Heiko Böhmer auf be34.at
Die Abschusslisten der stattlichen Pleitekandidaten
16. April 2009 17:15
So weit ist es in der aktuellen Krise schon gekommen, dass eine angesehene Schweizer Bank wie Credit Suisse eine Länderliste der größten Pleitekandidaten veröffentlicht. Was glauben Sie wohl, wo auf dieser Liste die Vereinigten Staaten stehen? Die
USA sind auf dem 10. Platz von insgesamt 37 Ländern. Auf allen neun Plätzen davor finden sich europäische Staaten. Mit
Griechenland und
Spanien sind sogar zwei Länder aus der Eurozone mit dabei.
Als
Basis für die Pleitegefahr hat Credit Suisse zahlreiche Faktoren wie beispielsweise Staatsverschuldung, Kreditrating oder das Verhältnis von Bankeinlagen zu Verbindlichkeiten betrachtet. And the winner is: Island. Das nordeuropäische Land stand ja im vergangenen Herbst schon kurz vor der Pleite und laut der aktuellen Zahlen hat sich an dem angespannten Zustand auch nichts geändert. Ebenfalls noch einen Platz auf dem Siegertreppchen nehmen
Bulgarien und
Litauen ein. So liegen die viel beachteten CDS-Spreads in Island bei 1.000 Basispunkten, während der Durchschnitt aller 37 Staaten nur 360 Basispunkte beträgt.

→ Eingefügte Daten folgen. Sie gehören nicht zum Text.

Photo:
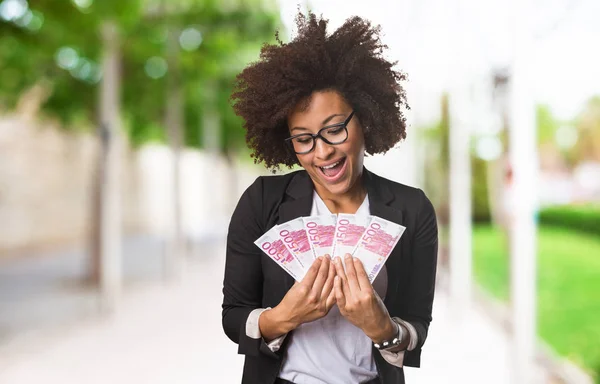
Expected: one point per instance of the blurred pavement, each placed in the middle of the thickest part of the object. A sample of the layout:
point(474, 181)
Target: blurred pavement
point(171, 333)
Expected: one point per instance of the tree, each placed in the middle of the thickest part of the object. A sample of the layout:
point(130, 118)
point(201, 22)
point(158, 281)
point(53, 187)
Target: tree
point(58, 45)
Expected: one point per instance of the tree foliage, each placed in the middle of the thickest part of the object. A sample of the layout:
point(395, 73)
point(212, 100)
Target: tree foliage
point(57, 44)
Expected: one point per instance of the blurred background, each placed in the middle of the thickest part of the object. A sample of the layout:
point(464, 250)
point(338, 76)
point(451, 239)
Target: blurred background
point(121, 162)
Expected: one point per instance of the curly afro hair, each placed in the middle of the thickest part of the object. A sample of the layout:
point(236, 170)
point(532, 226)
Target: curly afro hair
point(348, 61)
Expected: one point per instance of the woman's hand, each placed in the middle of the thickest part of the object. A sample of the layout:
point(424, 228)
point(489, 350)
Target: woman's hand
point(359, 303)
point(306, 301)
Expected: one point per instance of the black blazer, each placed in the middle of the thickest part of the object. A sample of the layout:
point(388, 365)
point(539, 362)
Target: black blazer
point(252, 280)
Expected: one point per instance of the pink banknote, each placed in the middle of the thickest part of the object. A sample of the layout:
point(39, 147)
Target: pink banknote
point(348, 231)
point(376, 244)
point(295, 239)
point(273, 246)
point(320, 231)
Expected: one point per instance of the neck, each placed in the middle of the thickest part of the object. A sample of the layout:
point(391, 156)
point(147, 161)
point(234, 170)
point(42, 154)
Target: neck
point(348, 202)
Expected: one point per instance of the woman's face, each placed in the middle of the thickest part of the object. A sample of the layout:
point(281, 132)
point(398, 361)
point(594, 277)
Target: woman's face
point(334, 169)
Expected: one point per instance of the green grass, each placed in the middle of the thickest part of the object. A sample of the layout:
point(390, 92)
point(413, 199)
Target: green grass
point(568, 287)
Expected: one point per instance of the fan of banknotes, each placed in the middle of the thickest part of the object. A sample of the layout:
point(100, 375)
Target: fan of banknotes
point(295, 245)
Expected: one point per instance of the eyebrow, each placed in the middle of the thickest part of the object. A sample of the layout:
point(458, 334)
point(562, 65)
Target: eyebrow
point(327, 120)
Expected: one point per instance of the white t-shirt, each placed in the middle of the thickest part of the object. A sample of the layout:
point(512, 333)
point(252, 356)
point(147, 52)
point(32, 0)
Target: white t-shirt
point(331, 350)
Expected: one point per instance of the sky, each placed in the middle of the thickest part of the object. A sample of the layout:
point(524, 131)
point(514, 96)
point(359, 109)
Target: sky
point(423, 35)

Die gute Nachricht für uns:
Deutschland steht nur auf Platz 29 der Liste und schneidet bei fast allen Kriterien überdurchschnittlich ab. Insgesamt erzielt Deutschland laut dem Credit Suisse
Rating nur 14 Punkte. Damit stehen wir auf einer Stufe mit Ländern wie Japan, Mexiko und Thailand, aber deutlich besser als
Frankreich oder auch
Dänemark. Wie schon erwähnt steht Großbritannien viel weiter vorne auf der Liste mit 24 Punkten. Besonders heftig fällt dort zum Beispiel die private Verschuldung im Verhältnis zum
Bruttoinlandsprodukt aus. Alle privaten Schulden des Vereinigten Königsreichs entsprechen aktuell 187% des BIPs. Nur zum Vergleich: In Deutschland liegt dieser Wert nur bei 95%. Im Durchschnitt aller Länder macht die private Verschuldung auch nur 99% des BIPs aus. Den absoluten Topwert in dieser Kategorie weist wie könnte es anders sein Island auf: Hier liegt die private Verschuldung bei 435% des BIPs.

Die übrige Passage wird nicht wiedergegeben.